We can either use a JOIN with no ON condition or use a CROSS JOIN. I prefer to use the CROSS JOIN syntax, as it makes it clear in the query that I really do intend to take the full cross product, and haven't just forgotten to include an ON condition in my SQL query. Forgetting to include an ON clause in a JOIN is a fairly common SQL bug (actually, when my queries are taking an unexpectedly long time to run, this is the first thing I check). 

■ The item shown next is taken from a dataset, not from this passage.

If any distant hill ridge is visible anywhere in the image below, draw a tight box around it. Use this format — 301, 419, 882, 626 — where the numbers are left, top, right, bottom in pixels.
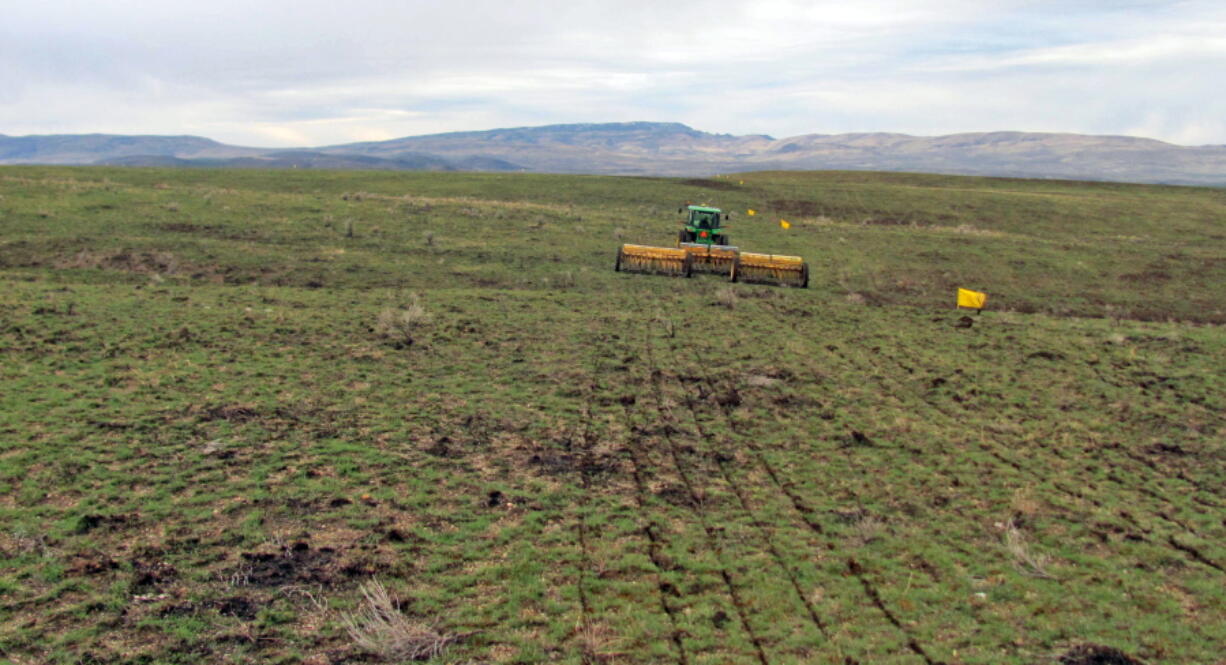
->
0, 121, 1226, 186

To illustrate, let's write a SQL query to find each state and state with the closest number of cases.

In [32]:
# first, get it all for california
pysqldf("""
SELECT
    a.abbr AS abbr_a,
    b.abbr AS abbr_b,
    MIN(ABS(a.total_cases - b.total_cases)) AS min_diff
FROM
    df a
CROSS JOIN
    df b
WHERE
    abbr_a = 'CA'
AND 
    abbr_b != 'CA'
GROUP BY
    abbr_a
""")

Unnamed: 0,abbr_a,abbr_b,min_diff
0,CA,FL,29683


In [27]:
# for all states
pysqldf("""
SELECT
    a.abbr AS abbr_a,
    b.abbr AS abbr_b,
    MIN(ABS(a.total_cases - b.total_cases)) AS min_diff
FROM
    df a
CROSS JOIN
    df b
WHERE 
    abbr_a <> abbr_b
GROUP BY
    abbr_a
""")

Unnamed: 0,abbr_a,abbr_b,min_diff
0,AK,WY,140
1,AL,SC,1579
2,AR,UT,844
3,AS,FSM,0
4,AZ,IL,9039
5,CA,FL,29683
6,CO,NV,163
7,CT,CO,3763
8,DC,DE,2657
9,DE,PR,1459


### Exercise - Non-symmetric pairs

Some of these pairs repeat - for example, AK's closest match is WY at 140, and WY's closest match is AK. 

Which pairs are only work in one direction? For example, Texas's closest match is Florida, but Florida's closest match is California.